But without organic life, we die.  Ultimately, humans do not stand outside of nature but belong to it.  We can’t really understand any environmental issue if we don’t take into account the economic system.  Reducing personal carbon footprints by selfless denial through lifestyle changes helps us understand how more sustainable living might appear.  However, just as fighting for equality, one person at a time, produces only well-paid careers, fighting for a green future by putting the right refuse in the right colour carton doesn’t change much, except make ourselves feel better, albeit less alienated maybe?  Serious state action against powerful economic interests is the only short-term way to check environmental disaster. 

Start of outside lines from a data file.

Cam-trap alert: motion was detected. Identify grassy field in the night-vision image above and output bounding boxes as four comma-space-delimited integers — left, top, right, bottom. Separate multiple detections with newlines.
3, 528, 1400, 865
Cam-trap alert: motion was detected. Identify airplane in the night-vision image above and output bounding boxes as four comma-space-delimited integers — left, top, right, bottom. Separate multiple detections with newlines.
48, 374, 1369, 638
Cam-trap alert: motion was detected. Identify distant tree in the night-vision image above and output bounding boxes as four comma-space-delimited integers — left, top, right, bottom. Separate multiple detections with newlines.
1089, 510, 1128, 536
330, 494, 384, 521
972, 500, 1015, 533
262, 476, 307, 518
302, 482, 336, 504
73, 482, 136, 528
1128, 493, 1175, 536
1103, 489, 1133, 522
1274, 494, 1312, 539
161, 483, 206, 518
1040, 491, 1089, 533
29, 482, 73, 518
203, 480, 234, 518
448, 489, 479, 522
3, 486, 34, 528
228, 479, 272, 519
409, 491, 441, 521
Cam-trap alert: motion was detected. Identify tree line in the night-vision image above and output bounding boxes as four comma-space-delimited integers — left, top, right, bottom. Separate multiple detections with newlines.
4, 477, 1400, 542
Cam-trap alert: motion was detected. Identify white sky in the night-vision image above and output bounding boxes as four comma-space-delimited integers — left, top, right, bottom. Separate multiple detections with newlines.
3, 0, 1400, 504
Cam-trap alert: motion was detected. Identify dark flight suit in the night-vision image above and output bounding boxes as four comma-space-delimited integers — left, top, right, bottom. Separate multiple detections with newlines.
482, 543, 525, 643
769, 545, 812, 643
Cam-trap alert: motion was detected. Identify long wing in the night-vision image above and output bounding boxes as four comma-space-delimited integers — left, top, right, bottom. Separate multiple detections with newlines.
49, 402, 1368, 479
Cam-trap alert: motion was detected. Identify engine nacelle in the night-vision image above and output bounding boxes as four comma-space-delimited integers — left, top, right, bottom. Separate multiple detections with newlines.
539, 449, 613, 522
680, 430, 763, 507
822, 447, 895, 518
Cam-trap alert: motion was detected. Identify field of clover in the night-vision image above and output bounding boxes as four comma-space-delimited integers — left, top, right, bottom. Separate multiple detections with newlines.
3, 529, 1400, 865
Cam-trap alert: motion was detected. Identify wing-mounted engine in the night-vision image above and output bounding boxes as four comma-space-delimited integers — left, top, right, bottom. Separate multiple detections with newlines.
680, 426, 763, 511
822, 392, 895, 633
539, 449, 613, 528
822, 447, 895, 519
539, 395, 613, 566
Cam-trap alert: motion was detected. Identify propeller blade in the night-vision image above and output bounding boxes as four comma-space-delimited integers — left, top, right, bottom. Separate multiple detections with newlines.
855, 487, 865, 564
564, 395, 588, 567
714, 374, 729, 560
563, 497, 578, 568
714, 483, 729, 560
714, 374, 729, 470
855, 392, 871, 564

Politics and the environment are totally linked.  Amur tigers were once found throughout Siberia and parts of Asia, but by the 1930s the species was on the brink of extinction.  The USSR became the first country in the world to grant the species full protection, so that the population had increased twelve-fold up to the 1980s.  The demise of the Soviet Union then saw great reverses as conservation and cross-border anti-poaching efforts were challenged by looser regulation, a lack of funding, and lawlessness.

Nature isn’t just green stuff.  Our society remains alienated from other animals and thus from nature itself.  Even when we take animals into our home, as with pet cats, their needs are commodified, whilst we anthropomorphise and fail to recognise that these are essential wild creatures which have become socialised to ourselves – nice to us as honorary cats when we feed and play with them but wild in their thinking about small furry and feathery things!

In socialism and then even more in communism, we would see a close connection with the natural world.  We’d see more parks, more national parks.  Perhaps the NHS, fully restored to look after humans from the cradle to the grave, from teeth to toes, will nurture all living biology?  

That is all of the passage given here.